Чун Юнь вскидывает брови, но проследив за взглядом Син Цю, делает самое безразличное выражение лица, на которое только способен, и небрежно бросает:
— О, не беспокойся, я справлюсь сам. У тебя слишком много работы. Но знаешь, — он снова подносит чашку к губам, и в его глазах, всё ещё тёмных, вновь пляшут черти, — если вдруг ты решишь закончить пораньше, я буду в спальне.
И просто уходит, оставив Син Цю с расстёгнутыми штанами и полным хаосом в голове.
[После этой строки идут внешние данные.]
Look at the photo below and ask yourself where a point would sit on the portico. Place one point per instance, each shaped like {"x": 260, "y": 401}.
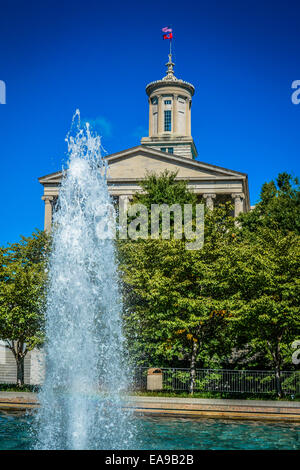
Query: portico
{"x": 169, "y": 146}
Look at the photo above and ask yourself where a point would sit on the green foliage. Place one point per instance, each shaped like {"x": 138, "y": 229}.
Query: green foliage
{"x": 22, "y": 281}
{"x": 174, "y": 309}
{"x": 239, "y": 293}
{"x": 278, "y": 208}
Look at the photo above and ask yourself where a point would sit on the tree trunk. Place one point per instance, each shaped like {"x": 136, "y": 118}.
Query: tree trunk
{"x": 278, "y": 380}
{"x": 20, "y": 371}
{"x": 193, "y": 368}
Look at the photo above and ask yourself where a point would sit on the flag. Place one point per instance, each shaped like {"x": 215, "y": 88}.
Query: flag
{"x": 168, "y": 31}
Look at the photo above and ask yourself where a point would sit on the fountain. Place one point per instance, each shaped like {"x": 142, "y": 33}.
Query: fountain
{"x": 81, "y": 405}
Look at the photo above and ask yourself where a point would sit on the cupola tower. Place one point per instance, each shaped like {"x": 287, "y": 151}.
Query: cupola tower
{"x": 170, "y": 101}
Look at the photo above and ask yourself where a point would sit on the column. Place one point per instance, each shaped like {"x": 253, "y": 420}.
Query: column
{"x": 175, "y": 114}
{"x": 160, "y": 124}
{"x": 209, "y": 200}
{"x": 188, "y": 117}
{"x": 150, "y": 117}
{"x": 48, "y": 212}
{"x": 124, "y": 201}
{"x": 238, "y": 203}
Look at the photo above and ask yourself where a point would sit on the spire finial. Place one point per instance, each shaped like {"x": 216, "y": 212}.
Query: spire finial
{"x": 170, "y": 69}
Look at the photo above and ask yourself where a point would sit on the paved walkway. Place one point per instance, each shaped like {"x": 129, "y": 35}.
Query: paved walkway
{"x": 183, "y": 407}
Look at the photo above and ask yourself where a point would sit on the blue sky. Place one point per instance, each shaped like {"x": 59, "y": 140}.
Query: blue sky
{"x": 241, "y": 56}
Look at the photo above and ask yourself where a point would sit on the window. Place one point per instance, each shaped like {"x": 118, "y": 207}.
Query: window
{"x": 168, "y": 121}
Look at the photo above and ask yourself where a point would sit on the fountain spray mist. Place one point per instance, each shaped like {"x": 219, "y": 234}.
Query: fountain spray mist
{"x": 81, "y": 398}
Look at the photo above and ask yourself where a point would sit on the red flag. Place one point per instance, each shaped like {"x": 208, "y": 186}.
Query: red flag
{"x": 168, "y": 36}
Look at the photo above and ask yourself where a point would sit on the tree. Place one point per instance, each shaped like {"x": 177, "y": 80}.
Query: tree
{"x": 278, "y": 208}
{"x": 263, "y": 276}
{"x": 22, "y": 282}
{"x": 173, "y": 306}
{"x": 262, "y": 273}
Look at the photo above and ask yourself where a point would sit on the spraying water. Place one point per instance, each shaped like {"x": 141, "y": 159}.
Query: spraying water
{"x": 81, "y": 404}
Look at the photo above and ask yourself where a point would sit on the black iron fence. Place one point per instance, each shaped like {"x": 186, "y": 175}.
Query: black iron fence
{"x": 223, "y": 380}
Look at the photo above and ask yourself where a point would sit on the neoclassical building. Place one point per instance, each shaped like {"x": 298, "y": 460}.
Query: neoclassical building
{"x": 170, "y": 146}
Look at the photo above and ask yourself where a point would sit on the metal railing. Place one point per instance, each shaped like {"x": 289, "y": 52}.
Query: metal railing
{"x": 223, "y": 380}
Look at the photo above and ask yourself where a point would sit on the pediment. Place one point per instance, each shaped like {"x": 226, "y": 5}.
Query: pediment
{"x": 132, "y": 164}
{"x": 135, "y": 162}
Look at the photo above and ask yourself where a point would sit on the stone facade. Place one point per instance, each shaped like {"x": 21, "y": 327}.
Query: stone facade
{"x": 169, "y": 146}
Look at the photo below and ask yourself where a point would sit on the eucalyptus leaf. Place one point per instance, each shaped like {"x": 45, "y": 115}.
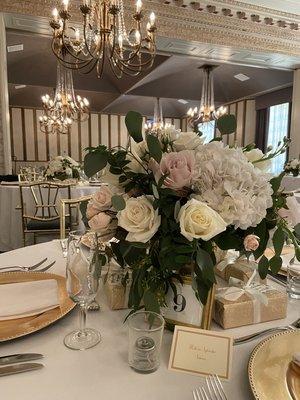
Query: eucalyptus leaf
{"x": 227, "y": 124}
{"x": 278, "y": 240}
{"x": 134, "y": 124}
{"x": 95, "y": 162}
{"x": 154, "y": 147}
{"x": 118, "y": 202}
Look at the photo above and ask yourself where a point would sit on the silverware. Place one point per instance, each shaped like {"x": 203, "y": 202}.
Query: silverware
{"x": 15, "y": 268}
{"x": 18, "y": 368}
{"x": 295, "y": 325}
{"x": 24, "y": 268}
{"x": 200, "y": 394}
{"x": 16, "y": 358}
{"x": 214, "y": 390}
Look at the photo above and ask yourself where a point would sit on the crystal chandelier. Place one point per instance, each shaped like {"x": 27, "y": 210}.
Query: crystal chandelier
{"x": 103, "y": 38}
{"x": 157, "y": 125}
{"x": 60, "y": 112}
{"x": 207, "y": 111}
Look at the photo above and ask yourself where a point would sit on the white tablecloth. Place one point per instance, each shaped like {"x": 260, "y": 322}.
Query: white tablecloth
{"x": 103, "y": 372}
{"x": 10, "y": 218}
Он несколько раз моргает, смотрит на документы и огромную кляксу от чернил, которая расползлась на краю листа и мысленно подсчитывает, сколько времени ему потребуется на работу, если он просто встанет пораньше. Около двух часов без перерывов, значит, он точно успеет к полудню быть в гильдии.
Удовлетворившись таким вариантом, Син Цю гасит свет, наскоро приводит себя в порядок и выходит из кабинета. Завтра, всё завтра, а сегодня ничего не случится, если он растянет свою маленькую слабость на всю ночь.